Draw with a digital pen allows for early detection of Alzheimer’s or Parkinson
One of the great forgotten in today’s technological world, and will not be because he has not tried, is the digital pen. I do not mean to pointers to facilitate data entry or management with touch screens (they were very helpful with weathered old type) but the model that allows for instant scanning of all that we wrote with him.
Scientists at the Computer Science and Artificial Intelligence Laboratory (CSAIL) at MIT has found him a useful and promising feature to help with early detection of diseases such as Parkinson’s or Alzheimer’s. The test currently practiced in front of the doctor and it has to take notes, may happen in the future that allow tasks to be diagnosed at any time through a digital pen and the appropriate software.
An early and efficient detection
The evidence presented by scientists at MIT project managers have used the so-called Clock Drawing Test (CDT). Currently, doctors primarily responsible analyzed the outcome of the drawing in which the patient must draw a clock with an accurate time. The combination of software and hardware offering from CSAIL improvement processes taking into account all the stroke, since it begins to draw to the end, allowing accurate analysis of any element or detail.
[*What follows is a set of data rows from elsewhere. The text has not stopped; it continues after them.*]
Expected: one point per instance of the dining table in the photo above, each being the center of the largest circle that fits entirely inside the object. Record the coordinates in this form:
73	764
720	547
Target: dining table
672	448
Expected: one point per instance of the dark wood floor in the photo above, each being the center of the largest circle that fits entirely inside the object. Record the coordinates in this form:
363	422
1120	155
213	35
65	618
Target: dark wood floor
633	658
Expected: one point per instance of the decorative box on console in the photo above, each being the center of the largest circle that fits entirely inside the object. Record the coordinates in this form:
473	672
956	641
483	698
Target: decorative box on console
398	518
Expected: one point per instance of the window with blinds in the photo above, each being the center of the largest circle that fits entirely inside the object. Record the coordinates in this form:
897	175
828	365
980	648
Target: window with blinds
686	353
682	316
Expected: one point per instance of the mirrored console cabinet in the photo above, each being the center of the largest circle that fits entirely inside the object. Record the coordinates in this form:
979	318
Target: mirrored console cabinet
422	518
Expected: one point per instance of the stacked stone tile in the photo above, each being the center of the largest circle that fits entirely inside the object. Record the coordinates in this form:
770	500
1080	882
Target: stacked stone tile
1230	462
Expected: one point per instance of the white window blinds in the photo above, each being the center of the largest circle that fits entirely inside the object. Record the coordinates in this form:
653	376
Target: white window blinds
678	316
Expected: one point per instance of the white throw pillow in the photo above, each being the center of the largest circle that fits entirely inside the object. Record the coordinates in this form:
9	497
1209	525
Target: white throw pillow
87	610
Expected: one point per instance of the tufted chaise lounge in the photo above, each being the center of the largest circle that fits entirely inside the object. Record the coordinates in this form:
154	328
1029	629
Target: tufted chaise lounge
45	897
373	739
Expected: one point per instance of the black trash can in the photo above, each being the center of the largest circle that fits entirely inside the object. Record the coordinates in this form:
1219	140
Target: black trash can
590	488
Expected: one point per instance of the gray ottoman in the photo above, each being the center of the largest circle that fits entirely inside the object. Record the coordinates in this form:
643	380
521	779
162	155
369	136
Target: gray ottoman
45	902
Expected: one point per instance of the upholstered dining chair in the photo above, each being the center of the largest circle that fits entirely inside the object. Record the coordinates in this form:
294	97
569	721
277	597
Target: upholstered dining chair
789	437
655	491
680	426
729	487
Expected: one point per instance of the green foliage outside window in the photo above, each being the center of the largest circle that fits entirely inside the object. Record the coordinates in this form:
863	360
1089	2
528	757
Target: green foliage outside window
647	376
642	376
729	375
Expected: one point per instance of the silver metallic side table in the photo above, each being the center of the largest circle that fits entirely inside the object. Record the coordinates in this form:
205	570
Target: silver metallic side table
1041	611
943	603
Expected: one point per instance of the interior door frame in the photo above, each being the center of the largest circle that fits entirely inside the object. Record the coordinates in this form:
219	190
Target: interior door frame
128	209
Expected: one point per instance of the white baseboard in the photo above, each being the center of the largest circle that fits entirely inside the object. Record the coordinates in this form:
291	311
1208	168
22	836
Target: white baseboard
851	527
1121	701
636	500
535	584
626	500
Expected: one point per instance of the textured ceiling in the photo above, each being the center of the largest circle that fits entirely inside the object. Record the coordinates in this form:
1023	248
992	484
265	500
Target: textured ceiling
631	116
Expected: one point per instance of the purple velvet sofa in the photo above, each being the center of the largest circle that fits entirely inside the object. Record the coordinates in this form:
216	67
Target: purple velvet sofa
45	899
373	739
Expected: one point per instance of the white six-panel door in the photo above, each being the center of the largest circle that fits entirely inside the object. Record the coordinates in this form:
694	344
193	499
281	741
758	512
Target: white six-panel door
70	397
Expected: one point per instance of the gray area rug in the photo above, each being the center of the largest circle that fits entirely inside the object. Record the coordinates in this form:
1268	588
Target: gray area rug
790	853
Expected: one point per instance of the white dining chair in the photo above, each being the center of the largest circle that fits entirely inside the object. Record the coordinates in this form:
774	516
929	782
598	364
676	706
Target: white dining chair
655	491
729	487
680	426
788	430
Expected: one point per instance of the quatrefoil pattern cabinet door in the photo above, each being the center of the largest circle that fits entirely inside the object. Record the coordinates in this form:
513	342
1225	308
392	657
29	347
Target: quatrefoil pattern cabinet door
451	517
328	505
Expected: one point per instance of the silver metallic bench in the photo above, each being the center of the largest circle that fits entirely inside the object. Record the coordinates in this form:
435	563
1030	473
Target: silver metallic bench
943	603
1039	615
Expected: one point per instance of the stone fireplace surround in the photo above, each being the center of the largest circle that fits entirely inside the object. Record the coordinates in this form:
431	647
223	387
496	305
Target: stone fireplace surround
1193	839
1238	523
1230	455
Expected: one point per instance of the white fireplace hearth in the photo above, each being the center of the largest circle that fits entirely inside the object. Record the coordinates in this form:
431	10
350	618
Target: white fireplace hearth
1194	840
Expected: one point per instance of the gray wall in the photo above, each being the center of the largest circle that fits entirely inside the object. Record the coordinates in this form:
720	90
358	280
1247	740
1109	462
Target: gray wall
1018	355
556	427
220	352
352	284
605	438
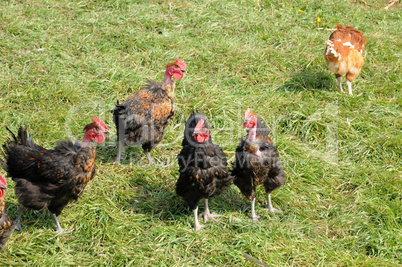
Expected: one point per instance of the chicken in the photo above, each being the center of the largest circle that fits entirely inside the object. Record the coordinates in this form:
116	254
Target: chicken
257	163
344	54
5	221
202	167
50	179
143	117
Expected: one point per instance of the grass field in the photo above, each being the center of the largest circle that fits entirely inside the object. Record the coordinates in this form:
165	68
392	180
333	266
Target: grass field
64	62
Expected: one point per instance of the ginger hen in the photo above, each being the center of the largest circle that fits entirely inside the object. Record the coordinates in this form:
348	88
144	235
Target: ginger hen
5	221
202	167
143	117
344	54
50	179
257	163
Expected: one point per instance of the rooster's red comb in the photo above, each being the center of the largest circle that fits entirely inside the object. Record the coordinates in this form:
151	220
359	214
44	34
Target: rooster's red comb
2	180
178	62
100	123
248	112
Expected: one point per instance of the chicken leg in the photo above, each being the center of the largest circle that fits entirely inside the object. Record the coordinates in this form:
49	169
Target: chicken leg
269	206
59	230
197	225
254	217
339	78
150	160
207	215
17	222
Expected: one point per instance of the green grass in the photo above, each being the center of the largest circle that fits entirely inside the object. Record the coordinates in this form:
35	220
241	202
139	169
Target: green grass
64	62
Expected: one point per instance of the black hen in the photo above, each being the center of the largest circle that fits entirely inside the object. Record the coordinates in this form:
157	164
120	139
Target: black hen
257	163
202	167
50	179
143	117
5	221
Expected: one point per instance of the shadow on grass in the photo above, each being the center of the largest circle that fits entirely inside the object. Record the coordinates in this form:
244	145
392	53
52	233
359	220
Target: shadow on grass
310	79
159	200
130	155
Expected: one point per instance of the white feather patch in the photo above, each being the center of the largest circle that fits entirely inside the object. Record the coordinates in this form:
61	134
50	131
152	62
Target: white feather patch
348	44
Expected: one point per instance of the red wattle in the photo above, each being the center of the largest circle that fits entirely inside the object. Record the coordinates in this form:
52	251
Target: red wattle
178	75
100	138
201	138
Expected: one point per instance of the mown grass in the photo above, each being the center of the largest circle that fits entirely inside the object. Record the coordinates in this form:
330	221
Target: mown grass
64	62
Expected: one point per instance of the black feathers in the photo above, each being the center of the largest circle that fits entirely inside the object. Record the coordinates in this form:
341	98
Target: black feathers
202	166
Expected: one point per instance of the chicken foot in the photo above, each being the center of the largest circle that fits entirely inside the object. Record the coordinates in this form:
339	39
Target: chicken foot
197	225
59	230
269	206
207	215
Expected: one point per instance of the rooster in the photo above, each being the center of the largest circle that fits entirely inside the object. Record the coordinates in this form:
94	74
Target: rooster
143	117
51	178
344	54
257	163
5	221
202	167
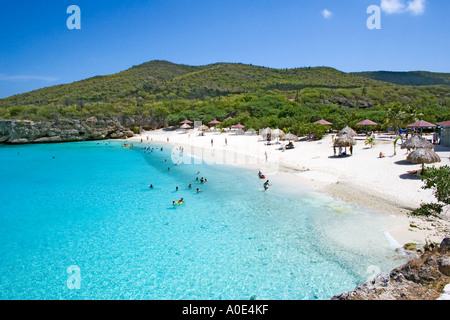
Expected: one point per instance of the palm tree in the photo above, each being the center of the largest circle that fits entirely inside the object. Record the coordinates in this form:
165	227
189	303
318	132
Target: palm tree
398	116
370	140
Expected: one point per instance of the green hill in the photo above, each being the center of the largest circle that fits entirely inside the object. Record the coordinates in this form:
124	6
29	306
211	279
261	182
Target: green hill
165	80
254	96
413	78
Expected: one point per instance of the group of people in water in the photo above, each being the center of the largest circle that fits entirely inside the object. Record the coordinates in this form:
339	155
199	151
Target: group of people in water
175	202
266	184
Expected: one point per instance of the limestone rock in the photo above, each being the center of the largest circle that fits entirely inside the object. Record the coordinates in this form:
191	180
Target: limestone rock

The pen is used Anoto Live, able to record the position of the tip up to 80 times per second, so the software created collects and analyzes a wealth of information that is impossible to achieve for humans. It does so because throughout the process and doubts presented when making the stroke, one of the parameters taken into account for the detection of various diseases.
Furthermore, there is part of the key that this method can be used to move to earlier detection of diseases, the test is not so dependent subjectivity doctor or availability or capacity to review test scores so soon.
The results so far show a success and higher capacity than those used with traditional detection methods. As has one of the responsible for the work, Cynthia Rudin, training was conducted for algorithms using more than 2,500 tests performed and documented during nine years.